Karena itu Panji Bojong Santi tidak sampai hati untuk memperpanjang siksaan batin Mahisa Agni itu. Karena itu, maka ia pun segera memanggil seorang cantriknya yang pernah pergi ke tempat Witantra untuk mengantarkan Mahisa Agni.
Maka ketika matahari terbit di keesokan harinya, berangkatlah Mahisa Agni diantar oleh seorang cantrik menempuh perjalanan yang berat untuk menemui Witantra. Panji Bojong Santi melepaskannya tanpa waswas karena ia pun sudah yakin pula, bahwa Witantra pasti cukup dewasa menanggapi persoalan itu. Witantra pasti tidak akan sekedar dibakar oleh dendam. Ia akan dapat menanggapi keadaan sewajarnya.
Bersamaan dengan itu, Panji Bojong Santi telah menyuruh seorang cantriknya untuk memanggil Mahendra. Mahendra yang kini hidup di dunianya sendiri. Ia mencoba untuk hidup menjadi manusia kebanyakan, dengan kerja dan usaha, mendirikan rumah tangga.
Tetapi Panji Bojong Santi masih belum yakin, bahwa Mahendra dapat melupakan persoalan Kebo Ijo seperti halnya Witantra. Mahendra yang lebih muda dari Witantra dipengaruhi oleh lingkungan hidupnya, mungkin akan menentukan sikap yang lain.

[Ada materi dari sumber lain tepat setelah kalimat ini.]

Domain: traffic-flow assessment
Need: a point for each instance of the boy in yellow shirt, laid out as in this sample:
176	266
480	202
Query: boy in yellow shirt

"Aku harus memberitahukan kepadanya, bahwa ia tidak boleh berbuat sesuatu yang dapat merugikan dirinya sendiri" berkata Panji Bojong Santi di dalam hatinya, "ia harus dapat menanggapi keadaan ini dengan hati yang lapang"
Sementara itu. Mahisa Agni yang berpacu bersama seorang cantrik kini telah mulai menerobos hutan belukar. Kadang-kadang mereka terpaksa berhenti sejenak, bahkan turun dari kuda-kuda mereka untuk merambah sulur-sulur yang melintang di jalan setapak yang mereka lalui.
"Jalan ini tidak pernah dilalui orang" berkata cantrik itu, "Sebenarnya aku takut berjalan hanya berdua saja lewat jalan ini"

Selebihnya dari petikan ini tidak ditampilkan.